Monochromatic photographs add a timeless quality to an image. With the help of social media, Saudi Arabia is in the spotlight as outsiders finally look in. (Supplied)

Folake participated in two group exhibitions, the first in November 2017 in Jeddah, and January 2021 in Riyadh and has had three solo exhibitions — October 2018, December 2019, both in Jeddah and the third in Riyadh in February 2020.
She visited AlUla in March and said the artwork she composed there is the closest to her heart, highlighting that it is a majestic and timeless place.

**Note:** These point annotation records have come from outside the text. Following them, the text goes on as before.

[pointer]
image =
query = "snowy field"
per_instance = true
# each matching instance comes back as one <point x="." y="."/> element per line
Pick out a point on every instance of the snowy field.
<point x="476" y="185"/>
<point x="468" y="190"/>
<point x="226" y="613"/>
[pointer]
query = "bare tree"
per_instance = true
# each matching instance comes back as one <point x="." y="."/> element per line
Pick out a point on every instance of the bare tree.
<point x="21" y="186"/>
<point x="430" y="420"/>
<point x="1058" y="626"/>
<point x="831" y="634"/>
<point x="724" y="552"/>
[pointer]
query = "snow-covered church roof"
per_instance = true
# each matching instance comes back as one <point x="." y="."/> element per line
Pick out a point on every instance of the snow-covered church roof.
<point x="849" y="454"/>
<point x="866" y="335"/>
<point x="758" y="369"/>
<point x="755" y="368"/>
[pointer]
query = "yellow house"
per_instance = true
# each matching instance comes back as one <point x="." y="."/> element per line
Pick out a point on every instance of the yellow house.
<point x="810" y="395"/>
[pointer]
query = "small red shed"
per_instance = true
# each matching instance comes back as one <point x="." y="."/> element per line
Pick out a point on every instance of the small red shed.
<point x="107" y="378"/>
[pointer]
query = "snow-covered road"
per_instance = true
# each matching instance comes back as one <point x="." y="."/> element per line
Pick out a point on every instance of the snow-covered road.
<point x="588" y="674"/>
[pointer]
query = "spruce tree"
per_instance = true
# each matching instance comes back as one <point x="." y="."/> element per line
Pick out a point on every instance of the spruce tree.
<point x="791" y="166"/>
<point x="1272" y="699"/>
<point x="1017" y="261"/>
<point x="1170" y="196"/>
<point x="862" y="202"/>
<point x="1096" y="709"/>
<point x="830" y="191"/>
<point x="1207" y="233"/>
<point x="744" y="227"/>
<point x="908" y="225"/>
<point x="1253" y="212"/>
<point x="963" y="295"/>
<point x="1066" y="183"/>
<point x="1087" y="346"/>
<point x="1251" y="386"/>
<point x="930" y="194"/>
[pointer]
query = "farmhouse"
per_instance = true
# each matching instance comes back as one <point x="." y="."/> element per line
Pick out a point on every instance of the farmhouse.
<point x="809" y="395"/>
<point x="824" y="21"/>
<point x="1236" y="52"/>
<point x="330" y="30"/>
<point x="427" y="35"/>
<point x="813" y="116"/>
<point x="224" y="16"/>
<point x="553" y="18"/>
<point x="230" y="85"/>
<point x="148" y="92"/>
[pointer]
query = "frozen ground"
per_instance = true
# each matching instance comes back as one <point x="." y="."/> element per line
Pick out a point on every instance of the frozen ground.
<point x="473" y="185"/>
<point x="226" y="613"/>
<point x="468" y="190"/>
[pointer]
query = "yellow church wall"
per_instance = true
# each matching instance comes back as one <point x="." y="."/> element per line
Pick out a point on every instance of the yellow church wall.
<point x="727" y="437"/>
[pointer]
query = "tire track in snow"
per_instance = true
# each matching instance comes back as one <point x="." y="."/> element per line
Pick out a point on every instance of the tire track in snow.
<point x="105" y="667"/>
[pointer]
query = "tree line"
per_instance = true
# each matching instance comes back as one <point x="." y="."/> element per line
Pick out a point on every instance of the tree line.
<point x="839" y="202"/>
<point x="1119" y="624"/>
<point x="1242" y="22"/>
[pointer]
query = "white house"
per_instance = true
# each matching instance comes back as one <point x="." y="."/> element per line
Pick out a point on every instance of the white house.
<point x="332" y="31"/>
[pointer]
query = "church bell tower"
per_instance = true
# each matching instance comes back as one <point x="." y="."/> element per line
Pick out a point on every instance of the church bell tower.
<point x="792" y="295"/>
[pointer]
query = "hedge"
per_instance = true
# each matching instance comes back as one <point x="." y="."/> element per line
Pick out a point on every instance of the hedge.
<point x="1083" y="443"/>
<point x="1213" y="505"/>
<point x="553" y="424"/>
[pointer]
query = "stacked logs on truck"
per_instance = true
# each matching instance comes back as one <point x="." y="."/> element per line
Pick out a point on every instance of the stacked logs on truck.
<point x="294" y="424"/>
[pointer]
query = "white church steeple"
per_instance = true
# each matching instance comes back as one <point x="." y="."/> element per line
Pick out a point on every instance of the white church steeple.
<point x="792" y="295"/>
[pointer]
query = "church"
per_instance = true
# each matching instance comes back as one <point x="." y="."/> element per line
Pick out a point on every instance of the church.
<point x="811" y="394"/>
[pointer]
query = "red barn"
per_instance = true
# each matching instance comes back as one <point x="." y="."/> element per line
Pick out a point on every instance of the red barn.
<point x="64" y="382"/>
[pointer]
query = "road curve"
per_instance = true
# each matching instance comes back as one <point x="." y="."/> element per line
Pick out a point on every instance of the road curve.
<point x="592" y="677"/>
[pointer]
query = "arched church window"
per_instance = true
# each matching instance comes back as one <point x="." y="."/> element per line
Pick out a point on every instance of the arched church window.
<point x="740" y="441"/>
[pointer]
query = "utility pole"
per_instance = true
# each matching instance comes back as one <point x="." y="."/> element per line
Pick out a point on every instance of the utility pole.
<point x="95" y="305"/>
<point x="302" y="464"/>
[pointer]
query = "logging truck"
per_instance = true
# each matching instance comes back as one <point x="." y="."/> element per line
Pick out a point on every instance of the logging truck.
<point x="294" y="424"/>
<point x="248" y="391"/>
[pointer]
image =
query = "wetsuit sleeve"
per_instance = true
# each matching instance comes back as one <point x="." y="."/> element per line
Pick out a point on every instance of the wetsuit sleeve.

“What I love about the photos that I took there is the fact that the whole place itself sort of makes you feel like you are in a time that is long forgotten and so to be in this place that is absolutely dripping with so much history going back thousands and thousands of years, to be in that space in itself was nothing short of spectacular. The photos that I took and loved the most (were of) the tomb in Hegra; it’s just a majestic building.”
She said she experienced Saudi hospitality firsthand throughout her adventures in the Kingdom and highlighted their polite traits.
“I’m very impressed as to how open the people I meet when I travel are. They will give you directions, they will get people to come and help you, they will even take you to where you want to go,” she said. “That is really endearing to me.” She added: “I’ve traveled a lot around the world and I’ve had wonderful experiences, but nothing quite like this.”